The latest volume of the Society’s Camden series makes available The Papers of Admiral George Grey. Edited by Michael Taylor, this new volume brings together the memoir, journal, and correspondence of the naval officer George Grey (1809-1891), son of the Whig prime minister Earl Grey.
The volume documents the Grey family’s experience of the Whig ministry of 1830–1834, and George Grey’s own naval career which took him from the Battle of Navarino during the Greek War of Independence, to a decisive survey of the Falkland Islands, and then to the capital cities of South America during their pivotal early decades of independence.
In doing so, Michael’s volume sheds new light on the political, diplomatic, naval, and imperial histories of the early and mid-nineteenth century. To accompany publication, Michael has also written on George Grey and his work to collect the papers for the Society’s blog.

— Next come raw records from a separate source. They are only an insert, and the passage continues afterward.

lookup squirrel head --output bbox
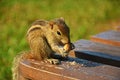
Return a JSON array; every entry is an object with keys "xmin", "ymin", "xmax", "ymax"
[{"xmin": 49, "ymin": 18, "xmax": 70, "ymax": 45}]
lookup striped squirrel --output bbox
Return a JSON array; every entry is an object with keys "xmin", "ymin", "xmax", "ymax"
[{"xmin": 12, "ymin": 18, "xmax": 74, "ymax": 80}]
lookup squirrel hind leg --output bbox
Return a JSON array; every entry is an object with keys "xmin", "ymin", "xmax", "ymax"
[{"xmin": 45, "ymin": 58, "xmax": 60, "ymax": 65}]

The full text of The Papers of Admiral George Grey is now available Open Access via Cambridge University Press, following a subvention by the Royal Historical Society.

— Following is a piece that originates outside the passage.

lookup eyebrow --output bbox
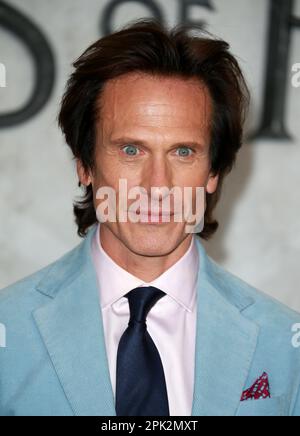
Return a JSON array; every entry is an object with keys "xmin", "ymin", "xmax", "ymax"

The Royal Historical Society’s Camden Series is one of the most prestigious and important collections of primary source material relating to British history, including the British empire and Britons’ influence overseas.

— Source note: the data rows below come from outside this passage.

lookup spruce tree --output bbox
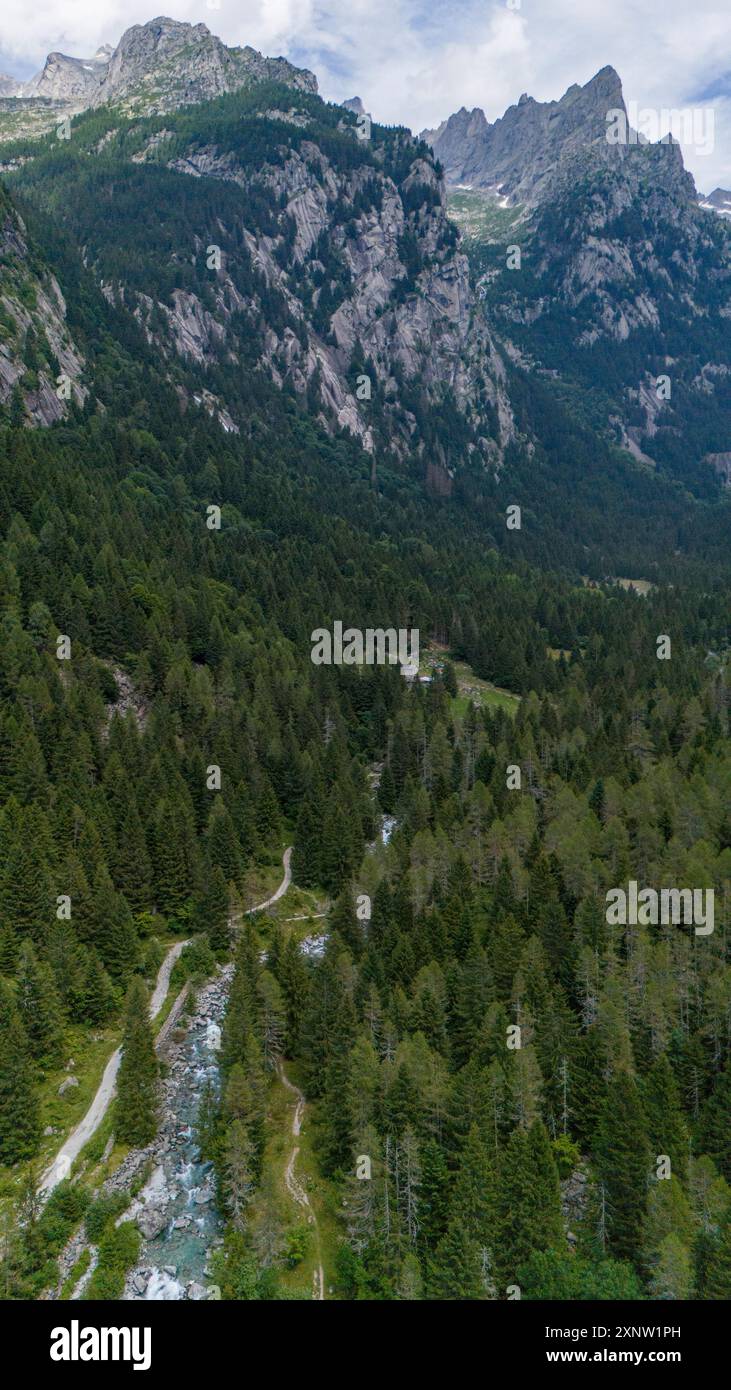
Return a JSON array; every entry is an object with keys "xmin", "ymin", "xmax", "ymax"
[
  {"xmin": 0, "ymin": 980, "xmax": 40, "ymax": 1163},
  {"xmin": 115, "ymin": 980, "xmax": 158, "ymax": 1147},
  {"xmin": 593, "ymin": 1070, "xmax": 652, "ymax": 1261}
]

The Series makes important, previously unpublished, texts available to researchers. Each volume is edited by a specialist historian who provides an expert introduction and commentary. The complete Camden Series now comprises over 380 volumes of primary source material, published by Cambridge University Press, ranging from the early medieval to late-twentieth century Britain.

In 2025, the Society will publish three new Camden volumes.
Forthcoming titles are: The Holograph Letters of Margaret Tudor, Queen of Scots (1489-1541), edited by Helen Newsome-Chandler, which will appear in August 2025 and A Collector Collected: The Journals of William Upcott, 1803-1823, edited by Mark Philp, Aysuda Aykan and Curtis Leung (November).